Mugabe would have rejected WHO role: spokesman

Zimbabwe's President Robert Mugabe did not know he had been appointed as a goodwill ambassador for the World Health Organization but would have rejected the role that has since been rescinded, state media reported Tuesday.


The WHO on Sunday reversed its decision to award the 93-year-old the honour to help fight disease after widespread global uproar.

“The president was quite surprised that he had been appointed a goodwill ambassador,” Mugabe’s spokesman George Charamba told The Herald newspaper.

“There was nothing, whether verbal or written, from the WHO intimating that WHO wished to make the president a goodwill ambassador in respect of noncommunicable diseases,” he added, saying Mugabe learned of the appointment from the news.

“He was not going to oblige the invitation had it come his way anyway.”

Mugabe attended the WHO summit in Uruguay where the UN agency’s chief Tedros Adhanom Ghebreyesus made the announcement in a speech on Wednesday that was publicly released.

The Herald last week reported the appointment under the headline “New feather in President’s cap”.

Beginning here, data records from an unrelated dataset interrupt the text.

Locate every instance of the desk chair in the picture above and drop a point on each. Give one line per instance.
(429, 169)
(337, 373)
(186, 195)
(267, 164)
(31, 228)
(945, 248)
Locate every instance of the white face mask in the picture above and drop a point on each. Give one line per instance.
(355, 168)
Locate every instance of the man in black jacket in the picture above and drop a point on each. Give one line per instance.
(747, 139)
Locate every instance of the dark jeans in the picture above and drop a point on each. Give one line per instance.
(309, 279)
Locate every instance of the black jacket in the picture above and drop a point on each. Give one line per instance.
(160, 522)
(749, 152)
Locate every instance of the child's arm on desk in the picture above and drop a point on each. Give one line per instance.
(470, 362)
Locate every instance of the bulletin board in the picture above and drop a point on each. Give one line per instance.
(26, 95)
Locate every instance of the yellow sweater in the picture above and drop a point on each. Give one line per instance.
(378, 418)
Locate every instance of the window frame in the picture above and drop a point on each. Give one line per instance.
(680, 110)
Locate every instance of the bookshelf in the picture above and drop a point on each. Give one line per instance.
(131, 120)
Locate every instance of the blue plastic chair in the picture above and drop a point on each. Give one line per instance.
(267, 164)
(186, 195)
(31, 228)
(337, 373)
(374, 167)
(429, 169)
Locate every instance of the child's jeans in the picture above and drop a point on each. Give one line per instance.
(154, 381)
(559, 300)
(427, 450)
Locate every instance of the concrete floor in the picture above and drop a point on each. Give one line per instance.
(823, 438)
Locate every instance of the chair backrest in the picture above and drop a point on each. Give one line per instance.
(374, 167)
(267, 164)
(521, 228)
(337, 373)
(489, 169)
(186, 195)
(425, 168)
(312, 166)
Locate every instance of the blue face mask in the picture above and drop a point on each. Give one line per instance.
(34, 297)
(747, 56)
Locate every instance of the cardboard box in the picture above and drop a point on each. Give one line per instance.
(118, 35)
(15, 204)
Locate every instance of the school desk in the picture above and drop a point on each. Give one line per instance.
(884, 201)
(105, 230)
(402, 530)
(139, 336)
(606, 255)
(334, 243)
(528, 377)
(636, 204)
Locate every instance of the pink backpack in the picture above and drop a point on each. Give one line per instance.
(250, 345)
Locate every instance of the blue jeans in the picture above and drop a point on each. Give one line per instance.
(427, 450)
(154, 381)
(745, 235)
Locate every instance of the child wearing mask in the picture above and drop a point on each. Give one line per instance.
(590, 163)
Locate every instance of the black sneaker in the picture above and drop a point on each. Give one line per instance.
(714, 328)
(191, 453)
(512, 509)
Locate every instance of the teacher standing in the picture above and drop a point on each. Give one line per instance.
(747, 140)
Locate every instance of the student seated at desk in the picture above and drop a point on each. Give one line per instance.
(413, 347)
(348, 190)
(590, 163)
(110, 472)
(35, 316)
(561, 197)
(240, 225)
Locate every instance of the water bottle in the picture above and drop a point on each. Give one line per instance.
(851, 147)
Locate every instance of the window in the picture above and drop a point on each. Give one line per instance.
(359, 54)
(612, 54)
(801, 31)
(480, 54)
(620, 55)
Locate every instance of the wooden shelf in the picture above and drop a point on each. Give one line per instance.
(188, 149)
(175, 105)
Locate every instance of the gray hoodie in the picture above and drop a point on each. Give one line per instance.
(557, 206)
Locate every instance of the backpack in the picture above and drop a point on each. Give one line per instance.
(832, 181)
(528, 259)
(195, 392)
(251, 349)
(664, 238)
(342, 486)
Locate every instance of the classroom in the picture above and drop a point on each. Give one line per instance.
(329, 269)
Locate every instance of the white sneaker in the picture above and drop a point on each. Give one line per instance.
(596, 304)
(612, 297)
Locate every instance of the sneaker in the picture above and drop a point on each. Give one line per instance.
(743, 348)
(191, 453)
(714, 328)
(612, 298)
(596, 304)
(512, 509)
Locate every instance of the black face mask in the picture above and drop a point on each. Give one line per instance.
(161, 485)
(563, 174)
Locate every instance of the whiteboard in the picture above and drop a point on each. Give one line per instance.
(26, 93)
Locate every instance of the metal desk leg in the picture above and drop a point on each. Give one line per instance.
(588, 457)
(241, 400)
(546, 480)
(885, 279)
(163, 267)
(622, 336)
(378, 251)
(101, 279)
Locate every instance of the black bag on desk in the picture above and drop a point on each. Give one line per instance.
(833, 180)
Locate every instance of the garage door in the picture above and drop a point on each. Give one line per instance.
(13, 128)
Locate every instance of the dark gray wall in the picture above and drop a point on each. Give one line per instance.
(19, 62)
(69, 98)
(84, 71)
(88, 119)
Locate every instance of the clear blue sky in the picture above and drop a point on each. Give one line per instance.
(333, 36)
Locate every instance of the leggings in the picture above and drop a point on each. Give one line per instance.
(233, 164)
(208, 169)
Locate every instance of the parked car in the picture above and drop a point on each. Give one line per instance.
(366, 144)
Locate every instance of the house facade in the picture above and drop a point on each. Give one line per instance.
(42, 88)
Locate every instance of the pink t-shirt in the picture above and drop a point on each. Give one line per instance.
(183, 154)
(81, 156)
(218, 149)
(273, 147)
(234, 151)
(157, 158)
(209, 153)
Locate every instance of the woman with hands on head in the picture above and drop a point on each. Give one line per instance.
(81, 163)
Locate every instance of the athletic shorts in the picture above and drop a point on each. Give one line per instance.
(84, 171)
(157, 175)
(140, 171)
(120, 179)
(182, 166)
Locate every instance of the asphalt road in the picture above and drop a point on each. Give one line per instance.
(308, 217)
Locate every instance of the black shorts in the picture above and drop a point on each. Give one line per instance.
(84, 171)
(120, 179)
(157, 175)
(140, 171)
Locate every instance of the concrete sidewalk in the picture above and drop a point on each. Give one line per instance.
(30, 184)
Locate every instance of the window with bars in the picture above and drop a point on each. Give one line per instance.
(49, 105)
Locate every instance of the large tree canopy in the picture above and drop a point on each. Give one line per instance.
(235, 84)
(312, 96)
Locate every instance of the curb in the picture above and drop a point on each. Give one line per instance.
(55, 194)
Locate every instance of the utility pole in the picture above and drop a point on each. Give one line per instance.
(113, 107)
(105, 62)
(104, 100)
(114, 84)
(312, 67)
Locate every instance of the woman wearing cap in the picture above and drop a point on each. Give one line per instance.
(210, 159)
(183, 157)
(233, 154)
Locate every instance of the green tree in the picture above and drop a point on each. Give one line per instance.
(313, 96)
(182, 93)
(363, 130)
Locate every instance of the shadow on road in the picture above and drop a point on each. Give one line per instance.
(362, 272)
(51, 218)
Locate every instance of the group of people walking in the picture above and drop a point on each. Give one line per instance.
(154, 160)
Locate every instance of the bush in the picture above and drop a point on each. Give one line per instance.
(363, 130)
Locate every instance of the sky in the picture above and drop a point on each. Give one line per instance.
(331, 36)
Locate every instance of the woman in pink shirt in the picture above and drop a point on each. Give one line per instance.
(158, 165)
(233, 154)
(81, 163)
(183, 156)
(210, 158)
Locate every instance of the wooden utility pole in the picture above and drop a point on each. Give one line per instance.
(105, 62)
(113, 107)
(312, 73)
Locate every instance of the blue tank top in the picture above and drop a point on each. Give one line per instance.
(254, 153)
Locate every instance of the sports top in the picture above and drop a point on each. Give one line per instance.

The honour angered international rights campaigners and opposition parties, who also accuse Mugabe of violent repression, election rigging and presiding over the country’s economic ruin.

Zimbabwe’s healthcare system, like many of its public services, has collapsed under Mugabe’s authoritarian regime, with most hospitals out of stock of essential medicines and supplies.

Charamba added it would have been an “awkward” situation for the WHO to appoint Mugabe as goodwill ambassador, as Zimbabwe is a top producer of tobacco.

Mugabe, who has been in power since 1980, is in increasingly fragile health and makes regular trips abroad for medical treatment.